Cavallaro served as Commissioner (2014-2017) and President (2016-2017) of the Inter-American Commission on Human Rights. During his tenure, Cavallaro led the Commission through its most severe financial crisis in recent history and oversaw the creation of the first-ever expert group convened to address forced disappearances in Mexico (in particular, with a mandate to investigate the disappearance of 43 students from the Ayotzinapa teachers college). Expert groups have since become an important mechanism of the Commission to respond to human rights crises. As the body’s Rapporteur on the Rights of Persons Deprived of Liberty, Cavallaro visited and documented conditions in scores of detention centers in the Americas, urging States to reduce mass incarceration, particularly of those facing trial and individuals in situations of vulnerability.

Cavallaro authored or co-authored a number of reports on rights in Latin America, including: "Frontier Injustice: Human Rights Abuses Along the U.S. Border with Mexico Persist Amid Climate of Impunity", (Human Rights Watch Short Report, 1993); Police Brutality in Urban Brazil (New York, Human Rights Watch 1997); Extrajudicial, Summary or Arbitrary Executions: An Approximation of the Situation in Brazil (Editora Gajop 2001); Behind Bars in Brazil (Human Rights Watch, 1998).

== Academia and teaching ==
Cavallaro joined Harvard Law School in 2002. In 2004, he was appointed clinical director of the Human Rights Program, and then went on to serve as the executive director of the program from 2007 to 2011. In 2011, Cavallaro joined the faculty of Stanford Law School and was appointed Director of the International Human Rights and Conflict Resolution Clinic at the Mills Legal clinic.

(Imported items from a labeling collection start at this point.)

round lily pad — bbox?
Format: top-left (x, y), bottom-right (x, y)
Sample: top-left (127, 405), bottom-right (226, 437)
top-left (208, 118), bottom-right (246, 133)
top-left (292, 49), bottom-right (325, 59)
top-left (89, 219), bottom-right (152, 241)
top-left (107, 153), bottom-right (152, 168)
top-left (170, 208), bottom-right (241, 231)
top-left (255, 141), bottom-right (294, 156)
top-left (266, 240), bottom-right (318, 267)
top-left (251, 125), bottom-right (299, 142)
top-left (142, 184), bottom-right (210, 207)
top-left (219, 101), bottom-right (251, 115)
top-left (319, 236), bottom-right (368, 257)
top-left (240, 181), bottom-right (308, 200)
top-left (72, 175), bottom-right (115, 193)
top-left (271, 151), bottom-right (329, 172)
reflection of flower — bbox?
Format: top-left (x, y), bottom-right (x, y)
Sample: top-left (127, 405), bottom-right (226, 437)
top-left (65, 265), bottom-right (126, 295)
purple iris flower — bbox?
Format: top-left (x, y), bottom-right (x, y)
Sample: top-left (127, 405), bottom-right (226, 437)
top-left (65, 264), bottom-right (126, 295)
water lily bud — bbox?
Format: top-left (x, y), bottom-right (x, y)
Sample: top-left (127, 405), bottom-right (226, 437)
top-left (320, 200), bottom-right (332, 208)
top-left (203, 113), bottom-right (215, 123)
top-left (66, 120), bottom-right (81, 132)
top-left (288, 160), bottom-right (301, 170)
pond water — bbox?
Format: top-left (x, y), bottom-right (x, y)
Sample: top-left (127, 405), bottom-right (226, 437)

== Publications and research interests ==
Cavallaro is the author of scores of books, reports, and articles on human rights issues. Among his recent scholarly works are: Active Impunity in Mexico: How to Understand and Confront Massive Human Rights Violations ("La impunidad activa en México: Cómo entender y enfrentar las violaciones masivas a los derechos humanos") (2021). Doctrine, Practice, and Advocacy in the Inter-American Human Rights System (forthcoming November 2018).Reevaluating Regional Human Rights Litigation in the Twenty-First Century: the Case of the Inter-American Court (2008); "Looking Backward to Address the Future?: Transitional Justice, Rising Crime and Nation-Building" (2008); and "Never Again?:The Legacy of the Argentine and Chilean Dictatorships for the Global Human Rights Regime" (2008). Cavallaro has written or overseen a number of policy studies and advocacy texts on human rights, including: "Breach of Faith: Persecution of the Ahmadiyya Community in Bangladesh", (Human Rights Watch Short Report, Brad Adams & James L. Cavallaro eds., 2005); "Keeping the Peace in Haiti?: An Assessment of the United Nations Stabilization Mission in Haiti Using Compliance with its Prescribed Mandate as a Barometer for Success", HLS Advocates for Human Rights/Global Justice Center James L. Cavallaro ed., 2005; Crime, Public Order, and Human Rights (International Council on Human Rights Policy, 2003). Cavallaro has also published widely in Spanish and Portuguese. Cavallaro's work focuses primarily on human rights issues in Latin America, Inter-American human rights systems, international human rights law and practice, and the human rights movement. Cavallaro has published opinion pieces on the CIA role in torture, drone strikes, on the global refugee crisis, and Inter-American Commission, among other issues of social justice and human rights.

== Inter-American Commission on Human Rights Nomination ==
On February 14, 2023, the Biden administration withdrew Cavallaro's nomination to the Inter-American Commission on Human Rights, citing his criticism of Israel as an apartheid state and Tweets Cavallaro made characterizing House Minority Leader Hakeem Jeffries as “Bought. Purchased. Controlled,” by pro-Israel lobbying groups like AIPAC and Pro-Israel America, the largest single donor to Jeffries's campaign. Pro-Israel groups donated nearly half a million dollars to Jeffries's 2022 campaign, second only to donations from the financial industry.